C'mon. Easily manipulated George W. Bush may have been, provided you were urging him to continue moving in the direction he'd been moving in since his TANG days, at least. But the Iraq War as a consequence of some cynical Old Testament mumbo-jumbo? Why would a cynical man believe in the sincerity of Bush's "deep religious convictions"? When did Jebus ever turn Bush away from behaving as he always did? Did He get him to quit drinking, or was religion a convenient way to stop all the questions about his "youthful indiscretions" after the fact? What essential, spiritual difference is there between George W. Bush, drunken overripe frat boy, and George W. Bush, President of the United States?

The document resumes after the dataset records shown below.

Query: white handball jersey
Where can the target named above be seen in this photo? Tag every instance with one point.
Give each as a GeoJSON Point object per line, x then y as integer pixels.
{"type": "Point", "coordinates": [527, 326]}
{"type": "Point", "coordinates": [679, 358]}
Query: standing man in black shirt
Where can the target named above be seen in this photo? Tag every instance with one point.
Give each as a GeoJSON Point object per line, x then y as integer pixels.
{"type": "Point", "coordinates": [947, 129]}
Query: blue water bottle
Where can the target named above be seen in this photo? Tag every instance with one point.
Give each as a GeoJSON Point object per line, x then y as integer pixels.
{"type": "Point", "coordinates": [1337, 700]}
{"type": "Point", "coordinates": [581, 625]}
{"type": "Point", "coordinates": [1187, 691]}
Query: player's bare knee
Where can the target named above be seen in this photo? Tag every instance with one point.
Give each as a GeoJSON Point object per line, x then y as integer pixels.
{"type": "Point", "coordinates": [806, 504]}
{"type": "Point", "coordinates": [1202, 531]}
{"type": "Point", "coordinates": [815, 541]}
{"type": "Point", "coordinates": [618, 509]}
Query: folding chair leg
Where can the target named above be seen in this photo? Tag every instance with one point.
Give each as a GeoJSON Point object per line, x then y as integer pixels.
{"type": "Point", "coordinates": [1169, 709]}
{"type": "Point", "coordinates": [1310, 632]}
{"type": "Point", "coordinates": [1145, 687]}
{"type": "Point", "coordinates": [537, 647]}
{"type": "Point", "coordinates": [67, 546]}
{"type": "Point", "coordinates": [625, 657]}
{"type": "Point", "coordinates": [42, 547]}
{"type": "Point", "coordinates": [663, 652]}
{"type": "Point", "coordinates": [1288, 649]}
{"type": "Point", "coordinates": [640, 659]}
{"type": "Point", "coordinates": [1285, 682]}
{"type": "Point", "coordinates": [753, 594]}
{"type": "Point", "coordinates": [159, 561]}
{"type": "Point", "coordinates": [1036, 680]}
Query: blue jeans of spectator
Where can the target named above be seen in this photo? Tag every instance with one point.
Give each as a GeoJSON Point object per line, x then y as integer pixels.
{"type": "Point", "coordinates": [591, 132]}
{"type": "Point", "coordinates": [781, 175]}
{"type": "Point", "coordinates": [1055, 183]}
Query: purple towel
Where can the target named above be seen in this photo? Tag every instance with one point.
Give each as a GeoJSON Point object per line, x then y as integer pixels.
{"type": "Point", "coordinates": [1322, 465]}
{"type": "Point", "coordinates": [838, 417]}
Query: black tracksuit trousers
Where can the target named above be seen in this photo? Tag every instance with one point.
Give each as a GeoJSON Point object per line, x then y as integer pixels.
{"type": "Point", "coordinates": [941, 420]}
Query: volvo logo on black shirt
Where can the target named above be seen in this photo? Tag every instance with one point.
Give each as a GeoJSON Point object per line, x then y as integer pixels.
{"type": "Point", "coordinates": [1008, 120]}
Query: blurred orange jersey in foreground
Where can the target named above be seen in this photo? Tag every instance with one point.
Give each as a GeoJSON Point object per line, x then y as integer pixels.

The simpler explanation is that the cynical manipulation, promotional piety, and the theological certitude that one's tiniest synaptic event is endorsed by the Creator of the Universe all arise mutually. Cynical religious manipulation is a hallmark of this party since Reagan; George W. Bush was not its bumpkinish victim but the latest in its line of bumptious patent medicine salesmen, and it's no surprise that Don Rumsfeld spoke fluent Pharisee. If we'd start asking the right questions maybe we wouldn't have to wait for events to overwhelm the political timidity of the current President.